The book is stuffed full of ways to make do and Mabey espouses the idea that thrift can be an opportunity for fun. From ripening avocados on the car radiator to harnessing your home’s heat into the secondary function of cooking, and cooking all three courses in the same pot, Mabey also has plenty of suggestions for reusing energy.

His stockpot, inspired by an ancient tradition from around the world, is an ingenious way to cut down on waste by using up all your leftovers.

“We’ve become hysterically politically correct about food, so right through the food chain you can see waste, right from the harvest to the kitchen, where 30 per cent of food is wasted.

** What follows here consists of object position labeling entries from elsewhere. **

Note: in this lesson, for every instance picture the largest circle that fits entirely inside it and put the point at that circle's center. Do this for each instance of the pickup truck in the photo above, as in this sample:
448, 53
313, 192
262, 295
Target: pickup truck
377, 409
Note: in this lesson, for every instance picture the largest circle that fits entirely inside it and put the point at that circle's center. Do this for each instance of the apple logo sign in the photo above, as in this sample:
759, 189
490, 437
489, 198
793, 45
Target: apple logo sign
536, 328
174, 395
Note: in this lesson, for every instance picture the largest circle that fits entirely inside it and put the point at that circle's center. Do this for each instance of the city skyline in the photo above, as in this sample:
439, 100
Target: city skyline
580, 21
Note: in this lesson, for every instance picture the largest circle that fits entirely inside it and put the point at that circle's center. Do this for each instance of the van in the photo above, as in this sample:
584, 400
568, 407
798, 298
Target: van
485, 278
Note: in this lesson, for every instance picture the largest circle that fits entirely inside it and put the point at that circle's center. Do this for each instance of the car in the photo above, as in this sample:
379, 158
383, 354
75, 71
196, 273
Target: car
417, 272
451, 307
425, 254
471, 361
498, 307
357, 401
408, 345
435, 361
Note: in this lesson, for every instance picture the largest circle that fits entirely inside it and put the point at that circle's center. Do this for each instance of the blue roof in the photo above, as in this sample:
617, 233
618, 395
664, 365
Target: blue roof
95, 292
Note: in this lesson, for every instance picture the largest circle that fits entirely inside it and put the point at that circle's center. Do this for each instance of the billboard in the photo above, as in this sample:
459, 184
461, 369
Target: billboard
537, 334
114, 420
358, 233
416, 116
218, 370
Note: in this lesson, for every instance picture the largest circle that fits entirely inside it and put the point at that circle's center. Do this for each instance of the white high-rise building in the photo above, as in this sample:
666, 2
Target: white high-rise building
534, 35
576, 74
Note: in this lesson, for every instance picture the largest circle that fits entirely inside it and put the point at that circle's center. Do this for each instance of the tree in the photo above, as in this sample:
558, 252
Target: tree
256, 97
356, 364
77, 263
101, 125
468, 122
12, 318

“For health and safety reasons people assume that if you go on cooking something for days on end it will turn poisonous, but it won’t. With a stockpot, you continuously vary the soup as the days go on just by hurling stuff in. So you can start with the gravy from a joint and sling in the remains of a bottle of wine and add the vegetables that you didn’t eat on Monday and sling in a risotto on Tuesday. What’s fun is it’s quite unpredictable and you soon learn how to fine tune it by adding lemon juice or some soy sauce.”

And, of course, a couple of freshly foraged mushrooms and windfall apples can go in the pot too.